Tal vez soy excesivamente rígido y hasta algo injusto por plantear la elección de Juan como una opción entre dos males, eliminando cualquier brizna de afecto, ilusión o siquiera agradecimiento por mis actuaciones pasadas. Creo, no obstante, que sucedió como lo describo, que este tipo de sentimientos convivían en el corazón de Juan en aquellos días, al menos en los compases iniciales, cuando la sinfonía que le presentaba volvía a recordarle la conversación de Abelló, S. A., a propósito del inteligente pero no pragmático. Juan es así, con ese cemento se construyó su modo y manera de comprender las relaciones en el mundo de los negocios. Los afectos son independientes de las acciones, los sentimientos, de los beneficios, y mezclarlos raramente lleva a puerto seguro y calmo. Más bien presagia tormentas, con fuertes vientos, copiosas lluvias y aparatosas descargas eléctricas.

Lo malo es que Juan tenía razón. Su modelo es el más seguro para caminar por los áridos mundos del dinero. Los cambios repentinos de estatus provocan alteraciones de la personalidad de los individuos. O, tal vez, impulsan la salida al exterior de su verdadera arquitectura. Dura la lección, pero útil, conveniente y necesaria. Siempre he dicho que el ser humano es un mal producto, que a Dios se le escapó el departamento de control de calidad. Cuando a ese ser imperfecto le sitúas en la cercanía del dinero, en la frontera de la acumulación, lo peor de sí mismo sale a la luz envuelto en un insoportable olor a azufre.

Entre Juan y yo compramos las acciones de Paco Cano y de Arturo Díaz Casariego. No sería justo si pasara por alto un detalle: dado que Juan era mucho más rico que yo, se comprometió a financiarme, esto es, prestarme el dinero para que pudiera invertir en la compra de esas acciones. Yo se lo devolvería, como así fue, con los beneficios del negocio.

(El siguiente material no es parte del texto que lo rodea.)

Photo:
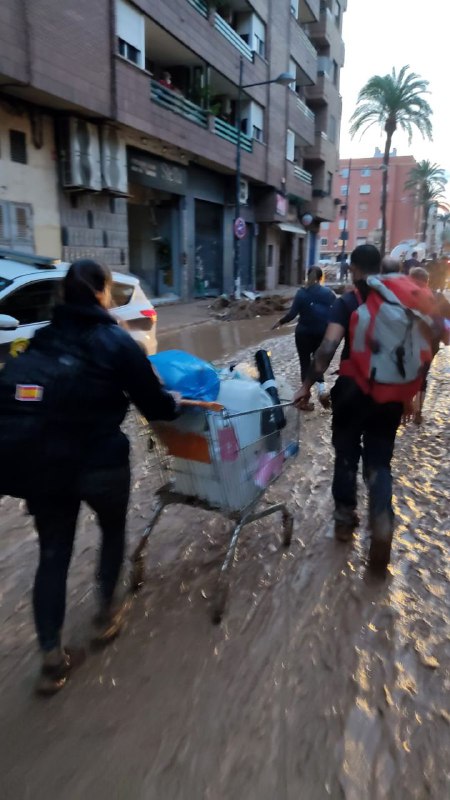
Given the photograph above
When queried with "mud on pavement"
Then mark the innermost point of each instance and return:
(321, 682)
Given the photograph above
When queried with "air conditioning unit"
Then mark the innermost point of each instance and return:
(243, 193)
(226, 104)
(114, 161)
(79, 148)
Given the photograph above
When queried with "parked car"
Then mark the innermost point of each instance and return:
(30, 287)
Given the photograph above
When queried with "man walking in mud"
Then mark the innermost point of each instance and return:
(360, 425)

Instalado en mi nueva posición de accionista, me preparé para comunicárselo al resto de los dueños del negocio. Estaba absolutamente persuadido de que encajarían la noticia como lo que era en mi concepto: el consejero delegado de la empresa creía en su futuro hasta tal extremo que arriesgó su dinero para convertirse en accionista. Para quienes me designaron como primer ejecutivo de la casa no podía existir una noticia mejor.

Nunca formulé una predicción tan errónea.

La violencia contra Juan y contra mí por parte del resto de los accionistas superó cualquier imaginación calenturienta. No entendía nada. ¿Qué podía molestarles? ¿No era acaso una prueba elemental de mi convencimiento en el futuro del negocio? ¿No significaba eso que mi destino profesional en la casa dejaba de tener el tinte de lo coyuntural para convertirse en mucho más definitivo? ¿En qué pudo consistir mi pecado? Visto con la perspectiva del tiempo, mis razonamientos de entonces adolecen de una ingenuidad tan candorosa que apetece acariciarla. No se trata de que sea bueno o malo que el consejero delegado compre acciones de la empresa. En estructuras empresariales cerradas, como el caso de Antibióticos, funcionan dos elementos: la cantidad de acciones que posees y la cantidad de poder que ejercitas. La alteración de la primera que suponga modificación en la segunda conduce, necesaria e inexorablemente, a un casus belli.